Question

five years ago anu was thrice as old as sonu after 10 year anu willbe twice as old are anu and sonu? ​

Answer 1

Correct Question :

Five years ago anu was thrice as old as Sonu. After 10 years , anu will be as old as sonu. How old anu and Sonu are ?

Answer:

Anu's age = 50 years.

and

Sonu's age = 20 years.

Step-by-step explanation:

Statement :

• Five years ago , anu was thrice as old as Sonu.

• After 10 years , anu will be twice as old as Sonu.

To find :

• Age of Sonu and anu = ?

Assumption :

Let's assume the age of anu = x

The age of Sonu = y

Story 5 years before :-

Age of Anu = x - 5

Age of Sonu = y - 5

Since Anu was thrice as old as Sonu , Ages will be :

→ (x - 5) = 3(y - 5)

(we can find the value of x)

↝ Solving for x.

☞ Adding 5 to both the sides.

$\implies \sf \: x - 5 {\red{ + 5}} \: = 3y - 15 {\red{ + 5}}$

$\implies \sf \: x = 3y - 10$

Ten years later ,

Age of Anu = x + 10

Age of Sonu = y + 10

We have find the value of x. Now , substituting it ...
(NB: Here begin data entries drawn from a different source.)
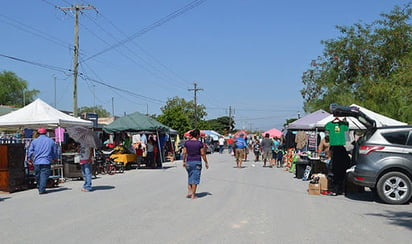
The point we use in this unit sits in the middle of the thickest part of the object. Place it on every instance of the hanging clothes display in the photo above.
(340, 160)
(301, 141)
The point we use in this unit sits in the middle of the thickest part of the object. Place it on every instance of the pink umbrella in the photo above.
(273, 133)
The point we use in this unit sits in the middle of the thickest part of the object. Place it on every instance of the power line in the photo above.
(51, 67)
(152, 26)
(76, 8)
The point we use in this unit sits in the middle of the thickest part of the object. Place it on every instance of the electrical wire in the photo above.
(51, 67)
(150, 27)
(26, 28)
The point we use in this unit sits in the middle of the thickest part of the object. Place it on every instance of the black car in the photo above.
(382, 158)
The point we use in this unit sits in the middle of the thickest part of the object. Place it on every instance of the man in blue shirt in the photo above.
(42, 152)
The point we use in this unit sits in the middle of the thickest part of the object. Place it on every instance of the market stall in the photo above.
(140, 125)
(36, 115)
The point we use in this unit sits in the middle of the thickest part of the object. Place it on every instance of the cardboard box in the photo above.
(314, 189)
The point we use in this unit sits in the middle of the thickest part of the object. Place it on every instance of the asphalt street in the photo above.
(249, 205)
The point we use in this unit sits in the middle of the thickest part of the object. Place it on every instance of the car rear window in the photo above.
(397, 137)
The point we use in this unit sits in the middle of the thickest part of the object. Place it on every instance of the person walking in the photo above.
(42, 152)
(240, 147)
(267, 145)
(193, 153)
(86, 155)
(229, 144)
(256, 150)
(221, 144)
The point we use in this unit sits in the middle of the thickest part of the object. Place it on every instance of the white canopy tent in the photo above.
(381, 120)
(40, 114)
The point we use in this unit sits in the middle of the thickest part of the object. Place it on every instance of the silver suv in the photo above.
(382, 159)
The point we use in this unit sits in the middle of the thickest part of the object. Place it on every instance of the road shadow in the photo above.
(58, 189)
(403, 219)
(102, 188)
(367, 196)
(203, 194)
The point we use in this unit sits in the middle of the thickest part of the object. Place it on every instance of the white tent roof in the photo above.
(381, 120)
(40, 114)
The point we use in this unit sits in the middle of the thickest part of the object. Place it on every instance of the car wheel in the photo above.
(394, 188)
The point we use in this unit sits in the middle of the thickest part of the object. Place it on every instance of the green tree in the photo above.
(99, 110)
(366, 65)
(13, 90)
(179, 114)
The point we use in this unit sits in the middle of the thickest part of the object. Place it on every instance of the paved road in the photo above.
(249, 205)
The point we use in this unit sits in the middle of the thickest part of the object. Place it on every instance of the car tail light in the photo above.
(368, 149)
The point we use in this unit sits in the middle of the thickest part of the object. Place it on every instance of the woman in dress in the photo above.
(193, 153)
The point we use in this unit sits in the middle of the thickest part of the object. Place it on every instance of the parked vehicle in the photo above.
(382, 159)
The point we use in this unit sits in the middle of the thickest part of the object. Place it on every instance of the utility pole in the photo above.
(195, 89)
(55, 103)
(76, 8)
(230, 118)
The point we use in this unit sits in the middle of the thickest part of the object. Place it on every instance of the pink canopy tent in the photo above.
(187, 134)
(237, 134)
(273, 132)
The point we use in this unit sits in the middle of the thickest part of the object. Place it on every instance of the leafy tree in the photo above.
(369, 64)
(179, 114)
(13, 90)
(99, 110)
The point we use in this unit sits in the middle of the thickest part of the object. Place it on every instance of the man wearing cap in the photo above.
(267, 145)
(42, 152)
(240, 145)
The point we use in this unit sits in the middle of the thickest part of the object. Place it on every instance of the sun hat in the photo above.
(41, 131)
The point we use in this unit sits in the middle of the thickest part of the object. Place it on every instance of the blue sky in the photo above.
(246, 54)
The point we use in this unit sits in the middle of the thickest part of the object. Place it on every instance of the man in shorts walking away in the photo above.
(240, 147)
(267, 145)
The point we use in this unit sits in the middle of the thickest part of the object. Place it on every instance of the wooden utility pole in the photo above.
(195, 89)
(76, 8)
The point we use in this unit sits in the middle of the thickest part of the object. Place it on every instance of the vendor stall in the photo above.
(141, 125)
(36, 115)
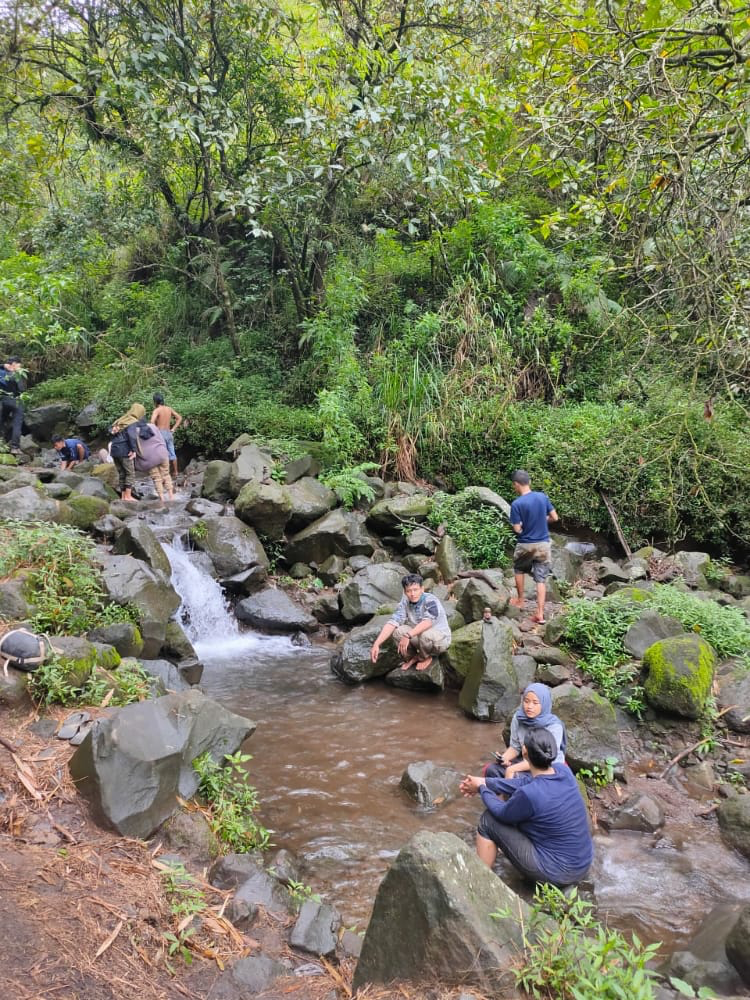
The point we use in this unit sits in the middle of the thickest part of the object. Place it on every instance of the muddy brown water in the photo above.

$\implies \sf \: (x + 10) = 2(y + 10)$

$\implies \sf \: 3y - 10 + 10 = 2y + 20$

☞ Simplifying both sides of equation :-

$\implies \sf \: 3y {\green{ + }} - 10 + 10 = 2y + 20$

☞ Combining like terms :-

$\implies \sf \: (3y) + ( - 10 + 10) = 2y + 20$

$\implies \sf \: 3y = 2y + 10$

☞ Subtract 2y from both the sides :-

$\implies \: \sf \: 3y { \blue{ - 2y}} = 2y + 20 {\blue{ - 2y}}$

$\implies \sf \: y = 20$

Now , we know y = 20.

Then , we can :-

$\sf{ \boxed {\implies{ \sf \: x = 3y - 10}}}$

$\implies \sf x = {\orange{60}} - 10$

$\implies \sf \: x = 50$

We earlier assumed that :

Anu's age = x , which is now 50 years.

And ...

Sonu's age = y , which is now 20 years.